Vor 25 Jahren ließ Wilton Knight KITT bauen und Michael Knight war sein Fahrer. Heute hat der Erbauer von damals einen neuen KITT gebaut: den Knight Industries Three Thousand. Der neue KITT ist ein Ford Mustang Shelby GT500KR und wird gefahren von Mike Traceur, dem Sohn von Michael Knight.

Ich weiß nicht. In den 80ern hat man sich ja so Sachen wie KITT, Airwolf, Street Hawke usw. noch gefallen lassen, aber heute habe ich Probleme meine “Aussetzung der Ungläubigkeit” zu aktivieren.

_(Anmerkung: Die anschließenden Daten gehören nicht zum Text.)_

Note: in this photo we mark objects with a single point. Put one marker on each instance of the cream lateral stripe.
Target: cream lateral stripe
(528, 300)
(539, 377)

Ich kann in einer fiktionalen Welt ziemlich viel schlucken, aber ich fand es schon immer albern, wenn Superman sich vor einen Zug/Bus gestellt hat und den dann aufhalten konnte, nur weil er dastand.

So ging es mir auch bei vielen Details des neuen KITTs. Wie zum Geier sollte eine Panzerung mit dem Computer zusammenhängen? Zumal der neue KR eine Fortsetzung und kein Remake ist und es damit einen Rückschritt zum TransAm-KITT darstellt.

Dass diese neue Außenhaut die Farbe verändern kann: OK, kann ich akzeptieren. Dass sie irgendwie einen Spoiler wachsen lassen kann: WTF?

Um zurück zu Superman zu kommen: Egal wie gut gepanzert KITT auch immer sein mag: Als dieser von einem SUV mit ca 50-60 mph getroffen wird, darf der nicht stehenbleiben wie ein Brückenpfeiler.

Die Story ist zwar nicht überragend, aber annehmbar. Wobei es aus der alten Serie her nicht ersichtlich ist, warum Michael die Frau und seinen Sohn verstecken sollte.

Fazit: Kann man sich angucken, muss man aber nicht.